The initial effort will focus on joint analysis of a 9-plus hour segment of coincident data taken during LIGO's S1 and TAMA's DT7 runs in August-September 2002. This data set constitutes a testbed for prototyping joint analysis approaches. Plans are also being made to run simultaneously during the upcoming two-month-long LIGO S2 and TAMA DT8 runs in February-April 2003.

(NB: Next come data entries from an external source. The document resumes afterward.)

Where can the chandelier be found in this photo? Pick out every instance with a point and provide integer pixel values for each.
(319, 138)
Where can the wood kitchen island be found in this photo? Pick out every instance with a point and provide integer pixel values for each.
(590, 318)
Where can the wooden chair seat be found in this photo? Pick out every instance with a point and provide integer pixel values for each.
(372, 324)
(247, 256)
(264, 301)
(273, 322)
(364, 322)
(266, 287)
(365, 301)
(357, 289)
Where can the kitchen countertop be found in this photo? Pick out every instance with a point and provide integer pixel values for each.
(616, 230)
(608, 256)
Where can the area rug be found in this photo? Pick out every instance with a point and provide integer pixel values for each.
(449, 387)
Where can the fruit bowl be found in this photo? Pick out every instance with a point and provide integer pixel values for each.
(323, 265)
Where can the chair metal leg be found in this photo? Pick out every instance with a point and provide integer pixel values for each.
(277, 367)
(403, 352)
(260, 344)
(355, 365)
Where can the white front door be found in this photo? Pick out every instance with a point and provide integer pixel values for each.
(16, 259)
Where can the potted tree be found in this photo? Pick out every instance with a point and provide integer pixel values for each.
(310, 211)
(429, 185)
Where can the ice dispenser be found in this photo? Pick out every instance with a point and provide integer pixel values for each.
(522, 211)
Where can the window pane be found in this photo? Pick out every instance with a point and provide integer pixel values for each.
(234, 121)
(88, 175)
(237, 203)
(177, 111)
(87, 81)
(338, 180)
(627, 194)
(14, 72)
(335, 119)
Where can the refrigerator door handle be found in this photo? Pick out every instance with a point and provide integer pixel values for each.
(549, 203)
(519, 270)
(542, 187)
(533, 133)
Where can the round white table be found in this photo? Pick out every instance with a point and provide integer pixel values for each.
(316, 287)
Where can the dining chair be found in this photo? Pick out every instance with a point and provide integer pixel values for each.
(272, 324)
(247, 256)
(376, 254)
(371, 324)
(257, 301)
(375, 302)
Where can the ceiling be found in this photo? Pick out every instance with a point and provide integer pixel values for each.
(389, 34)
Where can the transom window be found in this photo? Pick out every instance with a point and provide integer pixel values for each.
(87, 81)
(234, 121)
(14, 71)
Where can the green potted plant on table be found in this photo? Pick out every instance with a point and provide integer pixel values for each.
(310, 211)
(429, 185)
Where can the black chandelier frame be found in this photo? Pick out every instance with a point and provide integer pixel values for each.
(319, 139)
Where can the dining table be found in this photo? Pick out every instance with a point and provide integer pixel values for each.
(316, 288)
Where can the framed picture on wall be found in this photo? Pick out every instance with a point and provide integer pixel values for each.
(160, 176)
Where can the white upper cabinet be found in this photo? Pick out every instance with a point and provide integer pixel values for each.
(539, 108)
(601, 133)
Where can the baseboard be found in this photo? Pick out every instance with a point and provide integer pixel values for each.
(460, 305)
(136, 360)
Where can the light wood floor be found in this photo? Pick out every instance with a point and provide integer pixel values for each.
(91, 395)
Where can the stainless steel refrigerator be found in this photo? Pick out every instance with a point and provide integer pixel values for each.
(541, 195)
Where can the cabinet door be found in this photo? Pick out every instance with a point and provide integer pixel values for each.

To promote close cooperation and exchange of information and ideas for this activity, a small working group of five individuals each from the LSC and TAMA has been established. The working group includes the following people:

Masaki Ando, University of Tokyo
Patrick Brady, University of Wisconsin-Milwaukee
Sam Finn, Pennsylvania State University
Nobuyuki Kanda, Osaka City University
Erik Katsavounidis, MIT
Albert Lazzarini, Caltech
Hideyuki Tagoshi, Osaka University
Ryutaro Takahashi, National Astronomical Observatory of Japan
Daisuke Tatsumi, National Astronomical Observatory of Japan
Peter Saulson, Syracuse University

The initial searches to be conducted in collaboration will target unmodeled signals from bursts or transient sources (explosive gravitational wave signals from sources unexpected or unpredicted, a particularly challenging signal to hunt), and chirps from binary inspiral coalescences (the much sought collisions of neutron stars or black holes that spiral into one another as their orbits decay with the emission of gravitational waves). At the present time, TAMA and GEO are also defining an MOU to enable data from the two groups to be analyzed together. LIGO concluded an earlier agreement with GEO and data taken together is now being jointly analyzed. The upcoming S2/DT8 runs will incorporate data from a total of five interferometers arrayed around the globe: three from LIGO, plus the GEO600, and the TAMA300. The commitment among these interferometer groups to work in collaboration assures that the laser interferometers now in operation will utilize their sensitivities in the most optimal manner.